Performance testing and comparison of buckling-restrained braces with H and crisscross cross section unrestrained segments

Abstract

Buckling-restrained braces (BRBs) deliver ductile, stable, and repeatable hysteretic behavior. The plastic deformation capacity of the BRBs indicates the good indexes both in terms of ultimate deformation and in terms of energy dissipation capacity. In this paper, the load-carrying elements of BRBs were fabricated with steel (Chinese Q235), and four layers of plastic film (0.2 mm in thickness) were used as unbounded materials to prevent the buckling of inner cores in higher modes and provide spaces to facilitate its lateral expansion in case of compression. The differences of ultimate compression and tension loads were controlled in a small range. The transformation of the unrestrained segment's section from crisscross shape to H shape can significantly improve the moment-resistance capacity of the unrestrained segment, avoiding buckling instability effectively due to evident moment stiffness enhancement.
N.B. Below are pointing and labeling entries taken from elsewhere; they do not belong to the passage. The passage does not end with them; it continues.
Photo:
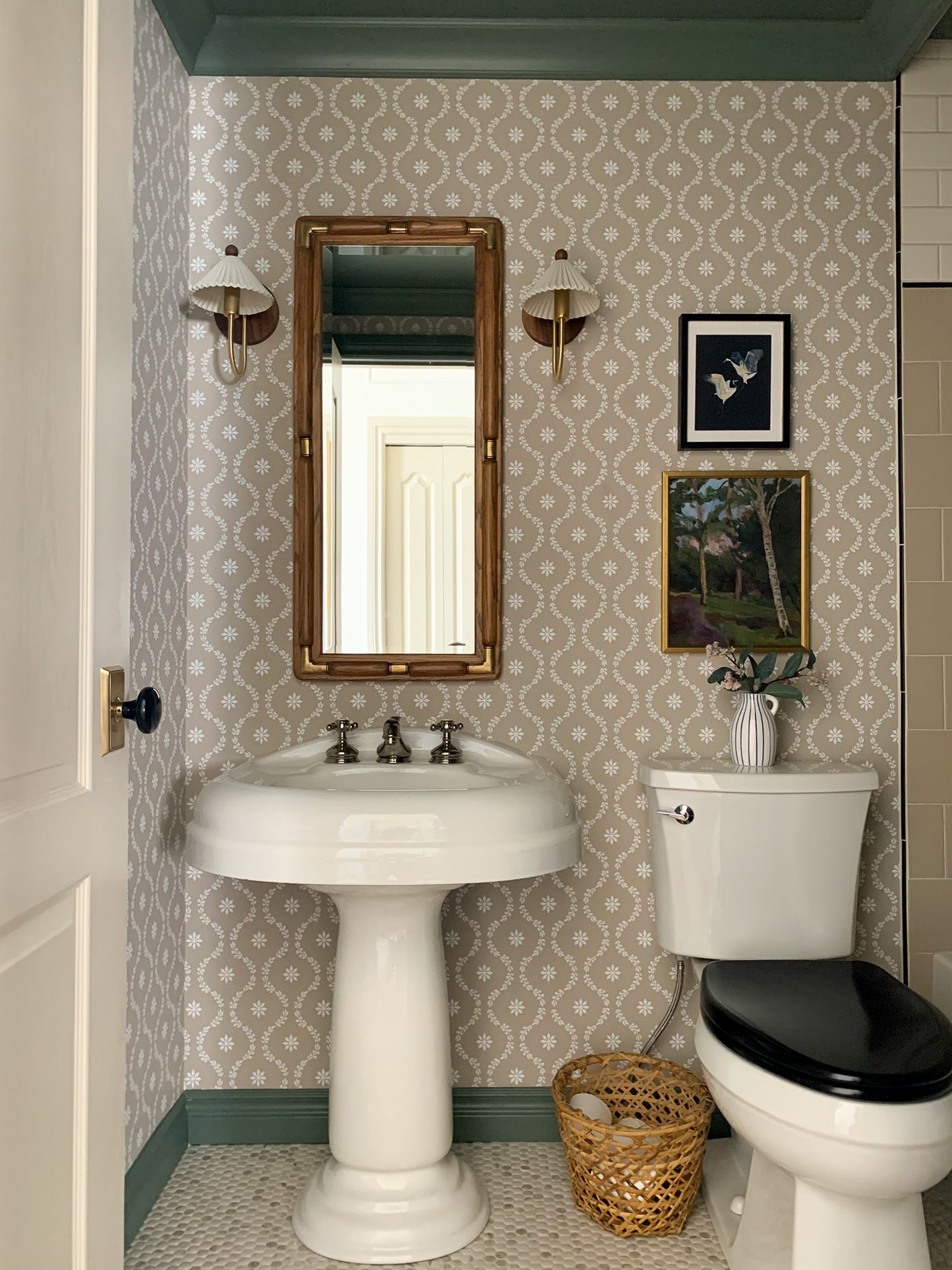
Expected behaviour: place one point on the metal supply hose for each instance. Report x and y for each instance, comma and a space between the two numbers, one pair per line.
672, 1008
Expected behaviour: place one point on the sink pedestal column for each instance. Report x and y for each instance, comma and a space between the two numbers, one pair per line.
392, 1191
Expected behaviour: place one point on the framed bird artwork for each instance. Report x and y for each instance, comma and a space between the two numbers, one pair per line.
734, 381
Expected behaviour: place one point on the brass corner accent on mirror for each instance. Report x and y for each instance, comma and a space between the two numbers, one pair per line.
398, 422
488, 668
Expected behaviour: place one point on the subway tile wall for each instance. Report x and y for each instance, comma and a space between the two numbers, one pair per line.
927, 438
926, 155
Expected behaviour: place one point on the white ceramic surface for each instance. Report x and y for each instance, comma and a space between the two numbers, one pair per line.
767, 868
769, 865
831, 1184
291, 817
387, 845
753, 735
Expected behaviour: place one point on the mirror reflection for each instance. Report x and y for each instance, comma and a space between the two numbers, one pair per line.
399, 430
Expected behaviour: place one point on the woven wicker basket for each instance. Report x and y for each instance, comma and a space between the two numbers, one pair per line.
635, 1181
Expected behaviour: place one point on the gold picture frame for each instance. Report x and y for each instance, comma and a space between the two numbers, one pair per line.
763, 596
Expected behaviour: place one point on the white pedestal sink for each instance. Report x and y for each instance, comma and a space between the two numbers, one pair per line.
387, 845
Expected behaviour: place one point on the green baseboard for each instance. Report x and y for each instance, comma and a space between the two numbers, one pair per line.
203, 1118
218, 1117
154, 1166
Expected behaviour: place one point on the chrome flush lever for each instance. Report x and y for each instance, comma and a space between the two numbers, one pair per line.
682, 813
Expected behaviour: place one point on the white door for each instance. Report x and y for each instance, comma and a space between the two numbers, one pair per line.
66, 230
428, 549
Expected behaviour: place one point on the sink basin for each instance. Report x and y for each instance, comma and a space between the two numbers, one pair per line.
291, 817
387, 845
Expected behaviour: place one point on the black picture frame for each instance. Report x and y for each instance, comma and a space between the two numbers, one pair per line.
747, 406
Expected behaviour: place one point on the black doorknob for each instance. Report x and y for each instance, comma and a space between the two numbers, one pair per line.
146, 710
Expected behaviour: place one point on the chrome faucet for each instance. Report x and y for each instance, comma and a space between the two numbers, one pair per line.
392, 748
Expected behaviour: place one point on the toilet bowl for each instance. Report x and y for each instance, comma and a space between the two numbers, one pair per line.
835, 1078
824, 1176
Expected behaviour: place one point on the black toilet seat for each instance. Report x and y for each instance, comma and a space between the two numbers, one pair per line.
842, 1028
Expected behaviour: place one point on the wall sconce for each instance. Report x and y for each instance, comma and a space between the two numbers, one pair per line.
557, 309
230, 291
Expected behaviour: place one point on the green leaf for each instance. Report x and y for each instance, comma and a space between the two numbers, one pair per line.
786, 691
767, 667
794, 662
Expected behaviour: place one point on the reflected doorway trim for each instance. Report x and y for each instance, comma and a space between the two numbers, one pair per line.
398, 432
311, 662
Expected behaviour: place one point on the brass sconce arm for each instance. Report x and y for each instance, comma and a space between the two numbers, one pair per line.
557, 309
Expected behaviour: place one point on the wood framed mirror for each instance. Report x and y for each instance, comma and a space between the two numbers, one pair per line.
398, 464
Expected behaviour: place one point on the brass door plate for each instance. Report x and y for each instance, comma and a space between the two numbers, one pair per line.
112, 726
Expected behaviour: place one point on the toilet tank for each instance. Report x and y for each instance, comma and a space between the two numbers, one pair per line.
770, 863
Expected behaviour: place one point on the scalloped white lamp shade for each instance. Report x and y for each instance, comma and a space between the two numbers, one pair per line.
232, 272
562, 276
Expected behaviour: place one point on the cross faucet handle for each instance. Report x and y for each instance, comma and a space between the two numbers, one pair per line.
446, 752
342, 751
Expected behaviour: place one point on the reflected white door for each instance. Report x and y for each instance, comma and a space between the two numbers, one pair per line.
66, 228
428, 549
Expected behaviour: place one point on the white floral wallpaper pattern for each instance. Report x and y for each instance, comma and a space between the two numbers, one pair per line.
156, 907
673, 197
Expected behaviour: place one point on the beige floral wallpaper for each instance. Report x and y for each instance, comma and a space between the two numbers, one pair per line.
673, 197
156, 902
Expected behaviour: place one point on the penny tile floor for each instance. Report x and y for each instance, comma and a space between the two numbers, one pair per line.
229, 1208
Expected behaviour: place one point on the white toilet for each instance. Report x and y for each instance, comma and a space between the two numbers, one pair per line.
835, 1078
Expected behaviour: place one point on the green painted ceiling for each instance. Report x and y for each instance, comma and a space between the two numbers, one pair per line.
552, 38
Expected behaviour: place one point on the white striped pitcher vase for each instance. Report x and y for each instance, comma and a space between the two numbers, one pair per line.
753, 730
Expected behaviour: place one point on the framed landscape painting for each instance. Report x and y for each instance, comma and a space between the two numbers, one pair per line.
734, 383
735, 561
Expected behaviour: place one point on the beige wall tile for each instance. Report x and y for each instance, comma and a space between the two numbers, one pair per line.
926, 840
919, 113
930, 915
920, 397
928, 620
926, 704
920, 190
927, 75
920, 263
923, 539
927, 324
927, 150
928, 470
927, 225
930, 766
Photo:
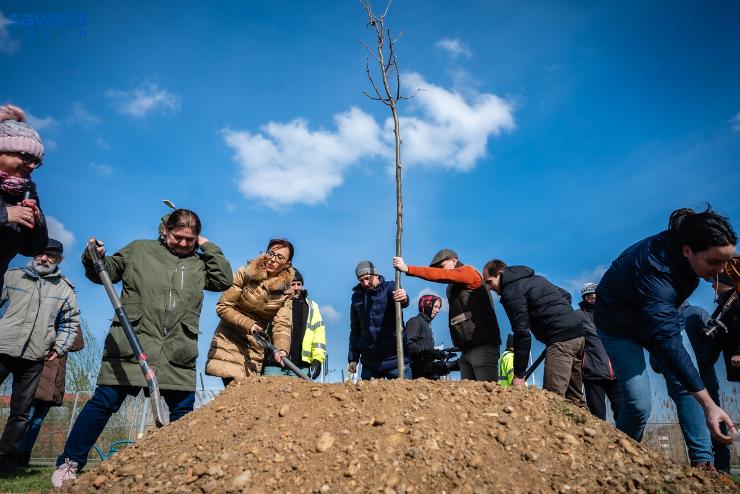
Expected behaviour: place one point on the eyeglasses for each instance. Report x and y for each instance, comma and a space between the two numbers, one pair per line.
29, 160
275, 255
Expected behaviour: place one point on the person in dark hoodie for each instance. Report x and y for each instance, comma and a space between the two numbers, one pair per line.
599, 380
534, 304
473, 325
421, 338
638, 307
372, 337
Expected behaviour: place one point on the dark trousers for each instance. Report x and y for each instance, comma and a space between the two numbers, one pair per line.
597, 391
563, 369
26, 377
105, 402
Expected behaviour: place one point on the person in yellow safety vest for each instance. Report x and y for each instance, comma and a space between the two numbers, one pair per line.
308, 335
506, 363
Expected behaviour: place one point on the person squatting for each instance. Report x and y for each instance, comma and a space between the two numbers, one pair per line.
639, 304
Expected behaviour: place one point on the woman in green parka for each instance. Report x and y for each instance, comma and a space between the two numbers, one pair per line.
163, 282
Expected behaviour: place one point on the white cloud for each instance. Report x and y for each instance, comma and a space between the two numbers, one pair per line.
40, 123
329, 313
8, 45
453, 47
144, 99
59, 232
451, 130
102, 169
414, 304
289, 163
735, 122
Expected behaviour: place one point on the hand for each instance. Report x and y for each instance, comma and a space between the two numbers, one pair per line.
400, 295
400, 265
715, 416
315, 369
31, 203
21, 215
279, 356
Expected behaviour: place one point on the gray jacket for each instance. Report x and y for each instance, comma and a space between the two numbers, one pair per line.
37, 314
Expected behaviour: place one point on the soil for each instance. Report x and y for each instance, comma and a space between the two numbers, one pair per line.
281, 434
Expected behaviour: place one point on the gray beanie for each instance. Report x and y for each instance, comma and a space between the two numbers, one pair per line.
16, 136
365, 267
443, 255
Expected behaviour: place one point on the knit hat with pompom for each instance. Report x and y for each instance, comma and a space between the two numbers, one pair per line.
16, 136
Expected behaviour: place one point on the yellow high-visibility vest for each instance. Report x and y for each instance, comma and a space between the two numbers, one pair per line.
314, 340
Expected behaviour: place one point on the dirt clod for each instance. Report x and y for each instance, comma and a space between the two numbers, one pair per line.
403, 437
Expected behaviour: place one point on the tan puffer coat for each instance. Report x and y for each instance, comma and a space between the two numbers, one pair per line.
252, 299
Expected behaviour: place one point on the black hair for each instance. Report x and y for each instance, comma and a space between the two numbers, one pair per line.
700, 231
281, 242
494, 267
183, 218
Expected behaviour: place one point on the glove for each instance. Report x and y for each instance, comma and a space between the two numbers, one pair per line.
315, 369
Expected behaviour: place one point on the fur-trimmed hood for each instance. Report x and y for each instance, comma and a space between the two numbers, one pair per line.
256, 271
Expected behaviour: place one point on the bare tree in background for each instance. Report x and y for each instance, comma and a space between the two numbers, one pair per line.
387, 67
83, 366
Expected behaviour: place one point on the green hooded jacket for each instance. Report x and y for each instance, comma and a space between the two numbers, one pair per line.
163, 296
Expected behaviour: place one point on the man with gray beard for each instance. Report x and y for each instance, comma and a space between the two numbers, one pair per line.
38, 321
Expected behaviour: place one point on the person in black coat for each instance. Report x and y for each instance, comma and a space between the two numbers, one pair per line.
638, 307
534, 304
599, 380
22, 224
421, 338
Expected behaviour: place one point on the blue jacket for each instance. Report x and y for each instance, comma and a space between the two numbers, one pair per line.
640, 297
372, 337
The experimental results of pseudo-static tests (PSTs) under cyclic load indicate: BRB with H cross section unrestrained segments can undergo fully-reversed axial yield cycles without loss of stiffness or strength, which have large ductility and superior seismic energy dissipation ability. There is obvious strain intensification in tension and compression phases. But there is evident decreasing of stiffness and strength on BRB with crisscross section unrestrained segments due to the buckling of unrestrained segment under compression, the ductility and energy dissipation ability decline distinctly.